Here's longtime Sports Illustrated reporter Franz Lidz today, first writing something he tried—and failed—to publish 14 years ago.
Shortly after the Clippers made Danny Manning the top pick of the 1988 NBA draft, team owner Donald Sterling invited the player and his agent, Ron Grinker, to talk contract in Beverly Hills. It was recounted to me how Sterling lounged around his mansion in a bathrobe open to his navel, wearing nothing underneath.
At one point Sterling's preteen son wandered in and was chastised for skipping Hebrew school. The owner commanded the boy, "Go to your room and get undressed." The child slouched upstairs. Sterling followed. The next thing Manning heard was a belt thrashing and the boy wailing, as Grinker bounded up the stairs yelling, "Stop! Stop! We'll sign."
(This was almost certainly Scott Sterling, who wasn't charged with shooting a friend over a girl in 1999 thanks to his father's influence, and who died of a drug overdose last year.)
Lidz brings up the story not to pile on the deposed Clippers owner, but to illustrate the pass Sterling had long received for a series of awful things that lots of people knew about.
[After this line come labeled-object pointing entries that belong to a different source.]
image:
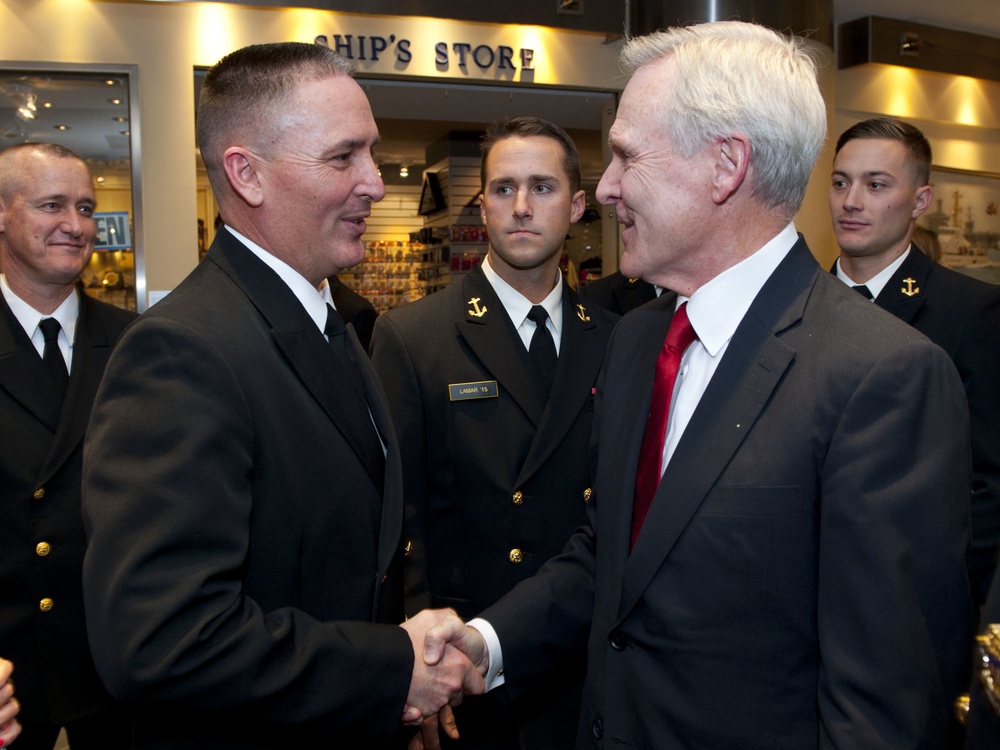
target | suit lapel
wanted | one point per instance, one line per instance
(631, 294)
(903, 296)
(392, 505)
(487, 329)
(751, 368)
(23, 374)
(300, 340)
(581, 353)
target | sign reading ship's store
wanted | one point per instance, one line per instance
(483, 56)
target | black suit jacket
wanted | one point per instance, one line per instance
(496, 484)
(800, 580)
(962, 316)
(41, 449)
(240, 551)
(618, 294)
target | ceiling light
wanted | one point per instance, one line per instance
(28, 110)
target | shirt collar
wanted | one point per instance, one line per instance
(313, 300)
(67, 312)
(877, 282)
(716, 308)
(517, 305)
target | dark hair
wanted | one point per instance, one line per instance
(243, 90)
(523, 127)
(918, 150)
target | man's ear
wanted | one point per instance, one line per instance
(732, 161)
(579, 206)
(924, 195)
(242, 170)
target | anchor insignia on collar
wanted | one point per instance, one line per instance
(477, 311)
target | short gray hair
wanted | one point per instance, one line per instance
(736, 77)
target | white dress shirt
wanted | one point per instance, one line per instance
(29, 318)
(518, 306)
(877, 282)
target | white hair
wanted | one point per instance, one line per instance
(736, 77)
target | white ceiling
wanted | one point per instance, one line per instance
(439, 108)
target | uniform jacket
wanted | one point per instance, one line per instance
(618, 294)
(495, 483)
(799, 581)
(41, 448)
(354, 309)
(962, 315)
(240, 551)
(984, 720)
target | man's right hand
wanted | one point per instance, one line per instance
(443, 680)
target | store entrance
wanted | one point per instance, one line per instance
(430, 127)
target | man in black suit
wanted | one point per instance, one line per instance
(618, 293)
(496, 468)
(354, 309)
(984, 704)
(880, 186)
(47, 234)
(797, 578)
(242, 486)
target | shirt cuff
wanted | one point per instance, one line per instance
(494, 672)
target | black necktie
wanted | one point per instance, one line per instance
(863, 291)
(51, 355)
(542, 349)
(336, 332)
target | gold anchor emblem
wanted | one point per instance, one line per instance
(477, 311)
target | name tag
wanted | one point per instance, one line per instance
(465, 391)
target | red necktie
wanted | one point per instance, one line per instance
(680, 335)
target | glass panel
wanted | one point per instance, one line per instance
(93, 111)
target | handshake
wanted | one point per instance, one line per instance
(450, 660)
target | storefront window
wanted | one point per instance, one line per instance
(92, 110)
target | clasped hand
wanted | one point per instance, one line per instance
(449, 661)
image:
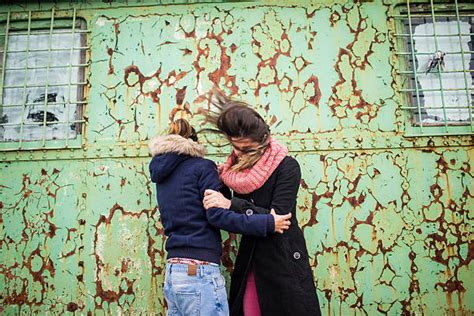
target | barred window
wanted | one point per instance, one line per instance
(43, 80)
(435, 50)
Not just the awful things that found their way into print and were roundly ignored, but the open secrets among media members and NBA executives that for one reason or another never reached the page.
Lidz's piece was an excoriating cover story that declared Sterling as unfit for franchise ownership way back in 2000. But this specific incident was excised from the magazine, and it was far from the only one. Today, Lidz writes:
[S]o much of his behavior — extreme parsimony, discriminatory practices, wild sexual escapades — was deemed too weird, too cruel, too contemptible. An editor told me, "You've demonized him."
If you've heard the anecdote about Sterling hitting his son before, it's because a version of it was published on this site in January 2013 after we received it from a former Clippers reporter. Influential and powerful people have known who Donald Sterling is for decades. Their biggest mistake was counting on him dying before it all came out.